Kedua sikap di atas umum dan manusiawi, lantaran harapan awal setiap orang sudah sedemikian menggebu-gebu, tiba-tiba ia mendapatkan yang tidak sesuai, maka ia tentu akan kecewa. Tetapi ketika setiap diri kita menyadari kelemahan setiap manusia dan ketiadasempurnaan, maka ia akan menerima kenyataan, sepahit apapun kenyataan itu.

Secara teoritis, secara konseptual, saya memandang persoalan memilih pasangan, termasuk sikap setelah pasangan yang kita pilih bukan yang kita harapkan, adalah demikian. Namun faktualnya lebih rumit dan berliku. Di bawah ini saya sajikan cerita harian saya ketika memotret seseorang yang masih kerabat jauh, tetapi pesan kemanusiaan yang hendak disampaikan cukup membuat diri saya tertegun : Ternyata inilah hidup!

Dia, sebut saja Aini, seorang perempuan kampung. Hidup di bawah naungan orang tua angkatnya. Ia diangkat semenjak tali ari-ari dirinya belum digunting sama dukun anak. Ia memiliki seorang kakak, laki-laki, usianya terpaut 8 tahun. Sekolah sampai MTs, setingkat SMP. Ia sangat disayangi oleh orang tua angkatnya. Pas mau melanjutkan sekolah ke SMA, ibu angkatnya meninggal dunia. Lalu perempuan itu tak jadi sekolah. Ia malah bekerja sebagai penjaga warung di Kampus UPI Purwakarta.

Belum lama bekerja, ia dipanggil kerabatnya. Ada seseorang yang hendak melamarnya. Akhirnya, perempuan itu, atau saya sebut saja Aini, menikah di usia yang cukup belia. Kakaknya menjadi wali pernikahan, sementara kakaknya sendiri belum menikah.
Setahun menikah, ia hamil. Sembilan bulan kemudian ia melahirkan.

Sampai usia bayinya sepuluh hari, tak ada persoalan. Setelah hampir sebulan dari melahirkan, mertua laki-laki bertanya, kenapa tidak ada orang tua Aini atau kerabat lainnya yang menjenguk? Dari sinilah titik awal persoalan hidup yang rumit itu muncul.

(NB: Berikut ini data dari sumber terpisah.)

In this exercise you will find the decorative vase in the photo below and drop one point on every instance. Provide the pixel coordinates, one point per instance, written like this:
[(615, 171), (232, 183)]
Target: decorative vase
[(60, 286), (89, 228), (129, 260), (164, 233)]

Setelah ditelusuri oleh keluarga lelaki, atau bagi Aini merupakan mertua, ternyata keluarga lelaki Aini menemukan fakta yang mencengangkan. Mereka baru tahu, ternyata ibu Aini mengalami gangguan jiwa.

Keluarga suami Aini tak terima dengan kenyataan ini. Mereka ingin menceraikan Aini. Suami Aini juga menjadi dingin. Aini tersudut. Padahal bayi mungil mereka begitu lucu dan senantiasa tertawa. Sampai sekarang, Aini sering diperlakukan kurang layak. Sementara ibu dan bapak mertua, serta kerabat-kerabat lainnya tidak pernah datang ke rumah Aini. Mereka merasa terhina jika harus memiliki menantu keturunan orang gila.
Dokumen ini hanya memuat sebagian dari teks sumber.